The Colts of the early 1950’s had been a monument to ineptitude. But by mid-decade, some shrewd drafting—crucial in the days before free agency made for virtually unlimited player movement—was laying the foundations of a winner. At quarterback, the team thought it had the answer in an All-American college player named George Shaw. When Shaw tore up his knee in 1956, his replacement was Unitas, whom the Colts’ general manager had signed for the price of an eighty-cent phone call and who had made an impression during training camp and pre-season. Rushed into the game as Shaw’s back-up, Unitas threw his first NFL pass—promptly intercepted by the Chicago Bears and returned for a touchdown.

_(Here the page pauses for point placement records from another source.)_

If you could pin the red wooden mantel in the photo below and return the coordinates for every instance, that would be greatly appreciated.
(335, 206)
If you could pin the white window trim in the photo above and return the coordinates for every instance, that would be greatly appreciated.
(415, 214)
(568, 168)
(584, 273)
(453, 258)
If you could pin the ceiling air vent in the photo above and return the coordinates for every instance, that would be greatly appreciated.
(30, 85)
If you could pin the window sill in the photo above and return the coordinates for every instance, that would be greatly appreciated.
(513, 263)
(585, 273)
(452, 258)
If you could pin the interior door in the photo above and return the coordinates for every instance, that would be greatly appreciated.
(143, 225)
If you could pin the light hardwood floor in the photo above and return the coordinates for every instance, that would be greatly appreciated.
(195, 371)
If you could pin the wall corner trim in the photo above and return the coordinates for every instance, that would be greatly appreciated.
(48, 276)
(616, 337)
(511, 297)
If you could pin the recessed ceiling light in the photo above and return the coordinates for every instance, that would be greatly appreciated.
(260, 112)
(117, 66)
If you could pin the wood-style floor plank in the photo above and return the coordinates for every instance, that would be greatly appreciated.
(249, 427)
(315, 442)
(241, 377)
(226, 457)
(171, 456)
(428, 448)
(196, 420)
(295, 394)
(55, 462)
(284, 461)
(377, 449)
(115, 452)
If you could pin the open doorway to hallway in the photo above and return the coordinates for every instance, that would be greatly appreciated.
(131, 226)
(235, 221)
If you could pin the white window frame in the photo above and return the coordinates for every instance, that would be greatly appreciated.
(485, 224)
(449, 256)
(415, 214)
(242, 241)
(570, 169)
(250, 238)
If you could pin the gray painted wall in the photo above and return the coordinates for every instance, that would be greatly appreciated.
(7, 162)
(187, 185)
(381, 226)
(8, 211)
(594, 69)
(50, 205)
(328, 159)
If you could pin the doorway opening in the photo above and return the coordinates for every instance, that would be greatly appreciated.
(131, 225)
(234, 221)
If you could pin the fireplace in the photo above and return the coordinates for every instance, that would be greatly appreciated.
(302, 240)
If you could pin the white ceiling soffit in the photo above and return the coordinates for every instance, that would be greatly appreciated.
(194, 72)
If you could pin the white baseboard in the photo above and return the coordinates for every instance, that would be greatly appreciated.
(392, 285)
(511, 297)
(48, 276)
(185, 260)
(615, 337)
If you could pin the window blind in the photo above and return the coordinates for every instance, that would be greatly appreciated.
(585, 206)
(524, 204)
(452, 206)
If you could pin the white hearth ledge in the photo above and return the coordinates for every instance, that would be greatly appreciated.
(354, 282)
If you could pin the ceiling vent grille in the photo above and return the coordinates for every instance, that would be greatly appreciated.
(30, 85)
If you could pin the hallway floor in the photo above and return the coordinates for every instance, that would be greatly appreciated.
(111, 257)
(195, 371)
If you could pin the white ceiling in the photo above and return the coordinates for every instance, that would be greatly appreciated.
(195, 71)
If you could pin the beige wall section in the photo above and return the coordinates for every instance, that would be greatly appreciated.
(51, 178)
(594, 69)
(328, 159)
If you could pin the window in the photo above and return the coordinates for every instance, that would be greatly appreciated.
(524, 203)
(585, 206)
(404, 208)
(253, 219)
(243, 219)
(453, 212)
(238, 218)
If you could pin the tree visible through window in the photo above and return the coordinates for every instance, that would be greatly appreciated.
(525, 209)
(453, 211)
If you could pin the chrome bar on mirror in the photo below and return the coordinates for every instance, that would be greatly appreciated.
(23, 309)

It was an inauspicious beginning, but some on the team already liked what they had seen in Unitas during the brief months they had known him. These players included Gino Marchetti, a defensive end who had enlisted in the army after a high-school scrape (“I figured I could either face the Germans or I could face my father”) and had then played collegiate football on an undefeated University of San Francisco team; the defensive tackle Art Donovan, who prepared for NFL combat by taping old issues of Time and Newsweek to his shins; Raymond Berry, the myopic wide receiver with one leg shorter than the other; Alan “the Horse” Ameche, a Heisman Trophy winner from Wisconsin who looked more like a tenor in a Verdi opera than a fullback; and Jim Mutscheller, a tight end from Notre Dame who had fought as a marine in Korea and, Callahan writes, “had a look in his eye that could bore a hole in a vault.”
They would all become friends on a team that, in its ethnic and racial diversity (and tension)—the Colts showcased such prototype black football greats as the halfback Lenny Moore, the offensive tackle Jim Parker, and the defensive tackle Eugene “Big Daddy” Lipscomb—was a kind of NFL analogy to the Brooklyn Dodgers depicted in Roger Kahn’s The Boys of Summer. Berry would become Unitas’s other half; the two worked for hours after practice, refining their timing, devising plays that Unitas would store on the hard drive of his fine football brain, ready for access at the right moment.
That moment would be one of Unitas’s own choosing. After becoming the Colts’ starting quarterback midway through the 1956 season, he was both the team’s on-field leader and what in today’s bureaucratized NFL would be called the offensive coordinator. True, he would talk over the game plan with head coach Weeb Ewbank and others on Ewbank’s staff; but when, for example, he was asked in 1959 by Don McCafferty, a new offensive assistant coach, whether he needed any help, he replied: “Mac, if you’re positive they’re going to blitz, let me know. Otherwise, sit back, relax, and enjoy the game.”